Er solle sie abschicken, damit er sein Geld
bekomme.
Ja, das werde ich.
Was machst du gerade? Fährst du Auto? Ist es dir
möglich, anzuhalten? Please?
Ich bin bald da.
Als Anthony nicht antwortete, wechselte Kopp drei
Spuren nach rechts und hielt an.
Um es kurz zu machen, sagte Anthony, gestern hatten
wir noch nicht die Erlaubnis, darüber zu sprechen, aber es ist
folgender Weise: Wir werden eine Fusion mit Opaco eingehen. Am
Montag wird es bekannt gegeben. Es wird ein Merger of equals
werden, man wird den Namen Opaco-Fidelis führen. Der gemeinsame CEO
wird Mister Lionel Zimmer werden, Mister Daniel King wird der COO.
Die Offices in Sunnyvale, California, werden zusammengelegt mit den
Offices in Milpitas, California. Unser Office in London, UK, bleibt
unter meiner Leitung bestehen. Es wird in Zukunft alle Projekte und
Partner in West- und Nordeuropa betreuen. Ost- und Südeuropa wird
von Opacos Office in Bucharest, Romania betreut, die DACH-Region
von Opacos Office in Zurich, Switzerland. That’s it. I am
sorry.
Ou, sagte Kopp, wie ein echter Engländer. Is it
true?
Anthony bestätigte. Es ist wahr, es ist so, wie er
es gesagt hat.
Wann wurde das entschieden?
Letztes Wochenende.
(Als wir im Garten, als wir im See, auf dem Hügel,
als wir im Stau, als wir im Kino … Und Bill, gestern. Bill, vor 12
Stunden.)
Dein Geld wirst du natürlich bekommen. Sorry, dass
es so lange gedauert hat.
Ja, sagte Kopp, der sich fangen musste - Über Bill
enttäuscht sein, hast du später noch alle Zeit der Welt - und das
auch tat. Ich bin schließlich ein Profi. Ja, ich gehe selbstredend
davon aus, dass ich mein Geld bekommen werde. War ja auch teilweise
meine Schuld. Dass es so lange gedauert hat, meine ich.

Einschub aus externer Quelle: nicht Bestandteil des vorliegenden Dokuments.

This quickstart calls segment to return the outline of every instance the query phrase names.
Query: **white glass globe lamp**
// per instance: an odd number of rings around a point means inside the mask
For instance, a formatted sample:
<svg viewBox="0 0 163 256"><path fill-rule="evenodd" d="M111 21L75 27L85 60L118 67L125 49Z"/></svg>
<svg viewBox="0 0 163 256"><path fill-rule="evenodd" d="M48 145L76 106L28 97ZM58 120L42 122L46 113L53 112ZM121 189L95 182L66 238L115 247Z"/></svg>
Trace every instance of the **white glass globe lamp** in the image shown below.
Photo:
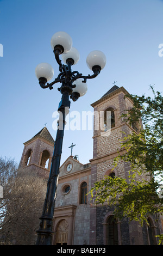
<svg viewBox="0 0 163 256"><path fill-rule="evenodd" d="M67 60L72 59L74 61L72 65L75 65L79 60L80 54L77 49L72 47L67 53L62 54L62 59L66 64L67 64Z"/></svg>
<svg viewBox="0 0 163 256"><path fill-rule="evenodd" d="M102 70L106 64L106 57L101 51L93 51L88 54L86 64L91 70L94 66L99 66Z"/></svg>
<svg viewBox="0 0 163 256"><path fill-rule="evenodd" d="M35 68L35 75L38 79L44 77L48 81L51 80L54 75L53 68L48 63L40 63Z"/></svg>
<svg viewBox="0 0 163 256"><path fill-rule="evenodd" d="M72 48L72 39L68 34L60 31L54 34L52 37L51 44L53 50L56 45L61 45L64 48L62 53L67 53Z"/></svg>
<svg viewBox="0 0 163 256"><path fill-rule="evenodd" d="M84 96L87 90L87 86L86 83L83 83L83 80L82 79L77 79L73 82L72 84L76 84L76 87L73 88L73 92L74 93L78 93L80 94L80 97Z"/></svg>

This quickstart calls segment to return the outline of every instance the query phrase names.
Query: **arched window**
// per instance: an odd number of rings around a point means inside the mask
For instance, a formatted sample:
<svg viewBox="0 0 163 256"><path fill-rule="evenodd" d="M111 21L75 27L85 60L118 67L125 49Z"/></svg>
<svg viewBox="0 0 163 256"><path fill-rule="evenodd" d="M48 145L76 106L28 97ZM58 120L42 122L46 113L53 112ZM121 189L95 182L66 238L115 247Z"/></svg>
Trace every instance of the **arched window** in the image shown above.
<svg viewBox="0 0 163 256"><path fill-rule="evenodd" d="M28 166L30 163L30 161L32 156L32 149L29 149L26 154L24 156L24 166Z"/></svg>
<svg viewBox="0 0 163 256"><path fill-rule="evenodd" d="M87 184L86 182L82 183L80 186L80 204L86 204Z"/></svg>
<svg viewBox="0 0 163 256"><path fill-rule="evenodd" d="M56 230L55 245L67 245L68 232L68 224L66 220L61 221Z"/></svg>
<svg viewBox="0 0 163 256"><path fill-rule="evenodd" d="M149 245L155 245L155 234L154 234L154 227L152 224L151 220L149 218L147 219L148 221L148 226L147 226L147 230L148 230L148 241L149 243Z"/></svg>
<svg viewBox="0 0 163 256"><path fill-rule="evenodd" d="M134 117L135 115L135 112L134 109L133 108L130 108L129 109L129 112L130 116ZM135 131L136 131L136 132L139 132L139 123L137 121L133 121L131 124L132 128L133 128L133 129L135 130Z"/></svg>
<svg viewBox="0 0 163 256"><path fill-rule="evenodd" d="M42 152L40 166L47 168L49 157L50 154L49 152L47 150L43 150Z"/></svg>
<svg viewBox="0 0 163 256"><path fill-rule="evenodd" d="M117 221L114 215L109 217L107 221L108 230L106 231L107 245L118 245L118 226Z"/></svg>
<svg viewBox="0 0 163 256"><path fill-rule="evenodd" d="M112 179L114 179L115 177L115 173L114 172L111 172L110 173L110 174L109 174L109 176L110 176L110 177L112 178Z"/></svg>
<svg viewBox="0 0 163 256"><path fill-rule="evenodd" d="M109 128L115 126L115 120L114 109L112 108L107 108L104 113L104 130L105 131Z"/></svg>

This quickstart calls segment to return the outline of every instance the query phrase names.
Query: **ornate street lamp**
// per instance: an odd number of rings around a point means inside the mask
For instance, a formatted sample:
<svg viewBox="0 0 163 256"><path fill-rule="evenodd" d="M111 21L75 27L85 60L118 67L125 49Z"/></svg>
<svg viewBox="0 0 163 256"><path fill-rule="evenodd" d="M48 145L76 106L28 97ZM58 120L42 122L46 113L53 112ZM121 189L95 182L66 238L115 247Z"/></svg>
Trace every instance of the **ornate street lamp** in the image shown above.
<svg viewBox="0 0 163 256"><path fill-rule="evenodd" d="M72 40L68 34L64 32L54 34L51 39L51 46L55 59L59 64L60 74L58 77L52 83L47 83L52 78L54 75L53 68L48 63L41 63L35 69L35 75L39 79L41 88L43 89L49 88L51 90L55 83L59 82L61 86L58 89L62 94L58 109L60 117L47 183L47 193L42 216L40 218L41 222L39 229L37 231L36 245L52 245L53 234L53 220L65 118L70 107L69 97L70 96L73 101L76 101L79 97L84 95L87 92L86 83L87 79L96 77L104 68L106 63L106 58L103 52L100 51L91 52L87 56L86 63L89 68L92 70L93 74L88 75L86 76L83 76L82 74L77 71L71 70L72 66L76 64L79 59L79 53L76 48L72 47ZM62 58L65 65L61 63L59 56L60 54L62 54Z"/></svg>

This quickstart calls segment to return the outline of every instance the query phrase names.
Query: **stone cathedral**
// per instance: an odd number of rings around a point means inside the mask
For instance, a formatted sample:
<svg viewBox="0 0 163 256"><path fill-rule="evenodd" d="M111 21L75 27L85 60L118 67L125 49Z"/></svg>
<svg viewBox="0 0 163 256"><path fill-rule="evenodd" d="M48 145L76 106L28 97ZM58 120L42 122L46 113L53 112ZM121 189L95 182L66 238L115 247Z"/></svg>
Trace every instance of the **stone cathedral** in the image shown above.
<svg viewBox="0 0 163 256"><path fill-rule="evenodd" d="M103 206L96 205L93 200L90 200L90 194L87 196L94 182L103 179L104 175L127 178L129 167L126 163L119 162L112 172L111 169L114 159L117 155L117 149L120 149L119 139L123 136L121 132L139 132L137 124L133 124L131 127L119 118L125 109L132 107L131 100L124 98L128 94L123 87L119 88L115 85L91 105L96 113L110 112L110 135L102 136L106 129L95 129L98 124L95 119L92 159L89 163L83 164L76 157L71 155L60 166L54 212L53 245L156 245L155 235L162 233L161 220L156 223L153 217L149 216L149 225L141 227L136 221L129 223L126 218L121 221L116 220L112 209L106 203ZM24 143L21 166L47 178L54 143L45 127Z"/></svg>

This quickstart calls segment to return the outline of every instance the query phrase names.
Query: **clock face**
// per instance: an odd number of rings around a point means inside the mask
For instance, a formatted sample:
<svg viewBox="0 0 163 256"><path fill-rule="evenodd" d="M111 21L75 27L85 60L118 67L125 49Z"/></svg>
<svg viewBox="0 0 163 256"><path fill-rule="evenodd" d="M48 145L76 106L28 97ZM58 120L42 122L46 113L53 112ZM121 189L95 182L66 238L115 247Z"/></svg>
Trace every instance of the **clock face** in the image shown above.
<svg viewBox="0 0 163 256"><path fill-rule="evenodd" d="M71 163L69 163L68 166L67 166L67 172L70 172L70 170L72 169L72 165Z"/></svg>

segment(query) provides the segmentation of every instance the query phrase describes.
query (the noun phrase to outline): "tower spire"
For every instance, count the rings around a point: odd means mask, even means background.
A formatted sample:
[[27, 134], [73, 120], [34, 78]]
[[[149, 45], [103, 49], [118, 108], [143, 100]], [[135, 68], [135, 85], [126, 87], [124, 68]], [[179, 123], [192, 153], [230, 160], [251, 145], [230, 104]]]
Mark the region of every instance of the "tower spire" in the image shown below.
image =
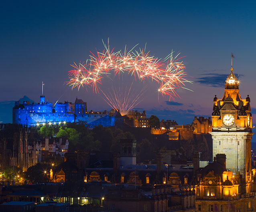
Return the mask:
[[44, 95], [44, 86], [45, 85], [45, 84], [43, 82], [42, 82], [42, 95]]
[[230, 70], [231, 70], [231, 73], [233, 73], [233, 58], [234, 58], [234, 56], [233, 54], [233, 53], [231, 52], [231, 68], [230, 68]]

Darauf sagte Anthony nichts.
Was wird mit den Produkten?
Welchen Produkten?
Unseren.
Fidelis und Opaco freuen sich beide sehr auf die
Synergie-Effekte, die durch diesen Zusammenschluss entstehen. Keine
andere Company hat nun diese Breite an Produkten, die so viele
verschiedene Marktsegmente bedienen kann.
Verstehe.
(Übrigens. Das mit dem Geld der Armenier … Mir
scheint, ich hab das nur geträumt …
Are you kidding with me?!?!?
Also sagte er nichts. Nichts davon.)
(Und was ist mit einer Abfindung? Bekomme ich eine
Abfindung? Hierzulande ist es üblich, eine Abfindung zu bekommen.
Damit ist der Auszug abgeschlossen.